A woman at the Hengdong information office who would only give her surname, Tan, said the county was only now testing children for lead exposure so it was impossible to say how many children had been exposed. She said she had not heard of anyone distributing milk and collecting test results.
GROWTH VS HEALTH
Hunan has significant deposits of lead, zinc, mercury, antimony and tungsten but is also the country's largest producer of rice. In 2003, Dapu officials set up an industrial zone which, by 2013, had expanded to include at least 12 smelting factories producing tungsten, copper, lead and zinc.
An April study of the area by environmental advocacy group Greenpeace found high levels of cadmium and lead in local rice samples, some as much as 22 times the national standard.

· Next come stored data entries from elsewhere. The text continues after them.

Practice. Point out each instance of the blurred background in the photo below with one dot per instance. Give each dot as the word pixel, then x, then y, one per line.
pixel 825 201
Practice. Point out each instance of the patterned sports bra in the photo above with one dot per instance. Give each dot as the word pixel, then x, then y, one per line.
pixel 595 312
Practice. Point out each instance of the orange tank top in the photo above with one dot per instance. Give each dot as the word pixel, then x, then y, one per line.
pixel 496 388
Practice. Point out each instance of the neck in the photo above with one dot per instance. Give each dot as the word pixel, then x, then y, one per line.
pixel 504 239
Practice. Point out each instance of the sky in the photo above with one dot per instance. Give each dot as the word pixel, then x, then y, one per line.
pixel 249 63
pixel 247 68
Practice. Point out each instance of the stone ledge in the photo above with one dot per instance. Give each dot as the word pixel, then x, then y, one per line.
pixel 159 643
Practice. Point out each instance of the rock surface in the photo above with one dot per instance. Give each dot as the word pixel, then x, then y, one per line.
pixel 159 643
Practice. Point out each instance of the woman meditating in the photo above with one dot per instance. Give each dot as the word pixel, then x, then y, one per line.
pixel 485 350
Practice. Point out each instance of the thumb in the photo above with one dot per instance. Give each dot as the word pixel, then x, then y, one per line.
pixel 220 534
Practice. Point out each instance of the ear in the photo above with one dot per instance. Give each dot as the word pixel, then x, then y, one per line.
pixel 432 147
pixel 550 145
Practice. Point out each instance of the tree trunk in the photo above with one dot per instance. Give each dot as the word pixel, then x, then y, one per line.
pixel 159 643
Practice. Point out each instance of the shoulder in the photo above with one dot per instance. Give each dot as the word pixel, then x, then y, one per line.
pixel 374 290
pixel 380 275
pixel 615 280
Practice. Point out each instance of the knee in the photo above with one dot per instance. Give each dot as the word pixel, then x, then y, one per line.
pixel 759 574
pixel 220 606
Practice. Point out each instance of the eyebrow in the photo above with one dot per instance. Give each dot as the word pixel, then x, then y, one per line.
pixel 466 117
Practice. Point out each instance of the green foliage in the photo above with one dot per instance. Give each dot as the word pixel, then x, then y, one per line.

"The water and soil here are ruined. We don't farm anymore," said Li Wanming.
Residents said they brought their concerns about lead pollution to local officials, submitting a petition in late 2012. They said milk had been distributed by the residents' committee or the local branch of the CCDC to people with excessive lead blood levels three times since 2012, most recently last month.
Only residents who turned in their blood test results received milk and only those that provided the originals – rather than a copy – would be reimbursed for cost of the tests, said Mao Baozhu, the grandmother of three sick children.
Many handed in their test results in order to be reimbursed and get the free milk, residents said. When asked, two said they had not considered consulting a lawyer because they couldn't afford one. Mao said subsequent tests showed one of her grandson's levels are down from three times the national limit for lead exposure in children to twice that level; another is often dizzy and complains of stomach pains.
Farmer Li Laiyin, 64, broke into tears describing his two grandchildren, who tested at nearly five times the Chinese national threshold for safe lead exposure two years ago. They are thin, with little appetite. They can’t sit still or sleep, or concentrate long enough to finish their homework. "I worry about their future. What if they develop more symptoms later?" he asked.